Thursday 1 March 2012

I got libertarianism under my skin

["go back to yo momma, you libertarian."]





What if you belonged to a group that used a symbol, and that symbol
was actually misinterpreted by your group, and many of its
strongest supporters have tattooed it into their skin.

Well, Libertarians are such a group, and their symbol means the
opposite of what they think it does.

As you may know, words are not a simple thing. They often have
a deeper social meaning, e.g. banker = cheating scumbag.
In other languages, words are combined to create new words.
For example, in Chinese, man= strength in the field,
because men did the hard work, unless the family had oxen.
Anyway , you get the point.

Well, Sumerian is an equally ancient language, but written in
cuneiform. And the word they found in Sumerian was the first
recorded human word for "liberty".
Not so fast, Nebuchadnezzar.

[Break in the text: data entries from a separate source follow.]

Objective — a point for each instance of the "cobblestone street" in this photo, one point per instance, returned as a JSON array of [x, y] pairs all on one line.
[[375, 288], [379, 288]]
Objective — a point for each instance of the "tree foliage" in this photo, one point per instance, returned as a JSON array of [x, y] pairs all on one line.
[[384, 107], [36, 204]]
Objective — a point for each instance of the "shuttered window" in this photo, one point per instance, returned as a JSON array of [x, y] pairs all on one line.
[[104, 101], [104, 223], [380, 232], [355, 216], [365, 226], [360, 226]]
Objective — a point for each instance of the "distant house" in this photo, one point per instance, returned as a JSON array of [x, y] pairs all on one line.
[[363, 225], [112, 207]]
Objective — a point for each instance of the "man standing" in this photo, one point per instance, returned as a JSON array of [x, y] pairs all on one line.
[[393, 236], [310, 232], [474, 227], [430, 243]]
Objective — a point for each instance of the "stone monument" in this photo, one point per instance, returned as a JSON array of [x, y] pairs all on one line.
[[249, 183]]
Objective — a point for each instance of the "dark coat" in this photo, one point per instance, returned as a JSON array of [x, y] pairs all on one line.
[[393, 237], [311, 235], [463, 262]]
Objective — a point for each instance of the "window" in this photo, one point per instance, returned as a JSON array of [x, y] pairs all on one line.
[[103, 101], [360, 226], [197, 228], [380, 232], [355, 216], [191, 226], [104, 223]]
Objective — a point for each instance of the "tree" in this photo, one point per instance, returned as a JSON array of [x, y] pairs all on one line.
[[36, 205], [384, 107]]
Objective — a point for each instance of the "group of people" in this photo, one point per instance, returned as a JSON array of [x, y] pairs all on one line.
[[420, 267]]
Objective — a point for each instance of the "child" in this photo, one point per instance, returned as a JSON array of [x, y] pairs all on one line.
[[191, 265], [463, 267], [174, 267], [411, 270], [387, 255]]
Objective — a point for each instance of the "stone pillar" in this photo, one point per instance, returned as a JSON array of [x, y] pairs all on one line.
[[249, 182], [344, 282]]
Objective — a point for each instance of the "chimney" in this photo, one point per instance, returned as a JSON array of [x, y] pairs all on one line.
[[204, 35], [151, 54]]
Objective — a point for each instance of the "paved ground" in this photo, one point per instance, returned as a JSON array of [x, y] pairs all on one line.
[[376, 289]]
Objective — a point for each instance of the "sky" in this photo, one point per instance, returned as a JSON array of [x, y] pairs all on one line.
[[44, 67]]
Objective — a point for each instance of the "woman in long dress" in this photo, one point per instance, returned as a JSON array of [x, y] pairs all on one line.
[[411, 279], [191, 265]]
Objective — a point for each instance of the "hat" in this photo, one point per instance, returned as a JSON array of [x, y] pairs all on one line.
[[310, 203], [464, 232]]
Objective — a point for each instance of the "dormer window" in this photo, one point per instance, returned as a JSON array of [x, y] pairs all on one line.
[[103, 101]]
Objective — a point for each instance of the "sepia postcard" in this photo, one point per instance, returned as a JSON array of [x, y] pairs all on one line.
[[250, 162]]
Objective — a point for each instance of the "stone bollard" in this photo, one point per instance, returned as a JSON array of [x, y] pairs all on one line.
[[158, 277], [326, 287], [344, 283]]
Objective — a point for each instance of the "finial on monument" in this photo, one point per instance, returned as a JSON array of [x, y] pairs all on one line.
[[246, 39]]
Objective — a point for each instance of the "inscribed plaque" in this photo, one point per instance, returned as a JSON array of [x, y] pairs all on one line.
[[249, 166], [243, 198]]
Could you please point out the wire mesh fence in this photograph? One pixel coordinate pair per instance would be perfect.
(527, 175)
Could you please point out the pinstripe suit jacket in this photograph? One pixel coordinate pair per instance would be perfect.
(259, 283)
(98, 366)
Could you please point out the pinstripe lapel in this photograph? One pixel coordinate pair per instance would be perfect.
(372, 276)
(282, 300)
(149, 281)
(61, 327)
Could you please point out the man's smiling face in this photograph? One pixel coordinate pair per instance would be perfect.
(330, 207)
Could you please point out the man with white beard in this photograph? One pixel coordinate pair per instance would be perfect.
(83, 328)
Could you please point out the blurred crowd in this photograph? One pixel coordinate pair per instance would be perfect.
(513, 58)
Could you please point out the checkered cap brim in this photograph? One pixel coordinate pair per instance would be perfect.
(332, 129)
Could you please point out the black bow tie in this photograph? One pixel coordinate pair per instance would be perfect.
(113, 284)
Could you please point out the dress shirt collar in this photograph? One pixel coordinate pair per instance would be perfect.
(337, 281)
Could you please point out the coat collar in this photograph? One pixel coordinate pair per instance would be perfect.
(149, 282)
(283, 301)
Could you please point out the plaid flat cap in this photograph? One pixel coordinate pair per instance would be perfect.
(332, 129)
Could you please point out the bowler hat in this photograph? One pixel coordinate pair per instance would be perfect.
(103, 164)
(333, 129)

In Sumerian,
liberty = go back to your mother. i.e. your debts are wiped
and you've been set free, you deadbeat debtor, piece of sh*t.
I might have exaggerated the explanation a bit.

What this brings up is not liberty from government, but

liberty from usury and debt slavery



Of course, "debt jubilee" is one of the most popular
concepts today, as it has been for the last 5000 years.
Nowadays though, bankers of every persuasion (they believe
in money and capitalism, especially crony capitalism)
are trying to change the course of human history, not only
by denying a jubilee to countries, but in making countries
pay for the bankers' immoral gambling.
What's the Sumerian expression for "fukkin' arseholes."

I also really like how some Libertarians are trying to be

'profound' by getting all ancient and Holy. They should also


be spending time on why their theories are about as

sensible as anarchy, and about as well thought through.


I like Ron Paul's stand on most things, like banking, but
when he said essentially that "poor people should be left to die",

he lost me. Perhaps I'm too European, but I don't think health is


a business. Perhaps it's not so much a Libertarian concept as an

American one to let people die.


I would agree with that policy if the rich had to return most of

their millions to the society that helped them flourish, rather than


passing it on to their lazy, drug-taking children.


IshitUnot:
http://exiledonline.com/more-great-moments-in-libertarian-history-ancient-sumerian-word-for-libertarian-was-deadbeat-freeloader/
Libertards / January 24, 2012
More Great Moments In Libertarian History: Ancient Sumerian Word For “Libertarian” Was “Deadbeat”, “Freeloader” (Updated!)
By Yasha Levine
Y’all have probably heard of the ancient Sumerian peoples and their penchant for spooky burial rituals and books like the Necronomicon Ex Mortis, which was penned in human blood and has the ability to raise the dead. But did you know they also cared deeply about liberty, freemarkets and private property rights?

Or at least that’s what the Liberty Fund, a libertarian moneybag outfit that bankrolls all sorts of Koch-linked youth-oriented baggertarian propaganda projects, would have you believe. In what must go down as the mother of all cuneiform-malapropisms, the Liberty Fund appropriated a weird looking Sumerian cuneiform symbol as its cult-logo, in what appears to be an attempt to prove that libertarianism is not just an ideology thought up by a bunch of rank 20th century oligarchs, but rather comes from an ancient small government tradition older than even Jesus. It goes back back to the dawn of civilization itself!

If you go onto one of the Liberty Fund’s project websites, the Library for Economics & Liberty, you’ll find this ancient cuneiform symbol at the footer of the home page:

The Liberty Fund-backed website goes on to explain that the significance of the amagi symbol goes deeper than just the word “liberty.” It represents the first popular struggle against big government tyranny:

Lagash was the site of the first recorded social-reform movement. Once considered a relatively free society of farmers, cattle breeders, boatmen, fishermen, merchants, and craftsmen, the Lagashites found that a change in political power had stripped them of their political and economic freedoms and subjected them to heavy taxation and exploitation by wealthy officials.

Sumerian historians believe that at this low point in Lagash’s history, Urukagina became the leader of the Sumerian city-state of Girsu/Lagash and led a popular movement that resulted in the reform of the oppressive legal and governmental structure of Sumeria. … On the tablets of the period is found the first written reference to the concept of liberty (amagi or amargi, literally, “return to the mother”), used in reference to the process of reform…

There’s only problem with Liberty Fund’s lesson in Sumerian history and language: the real meaning of the amagi cuneiform isn’t about abolishing “big government” or abolishing the Fed–nope, it’s about abolishing debts to free citizens from debt slavery. What the history-failures at Liberty Fund hilariously mistranslated was that the term “return to mother” is Sumerian-speak for “jubilee”–as in “debt forgiveness” or “freedom from debt.”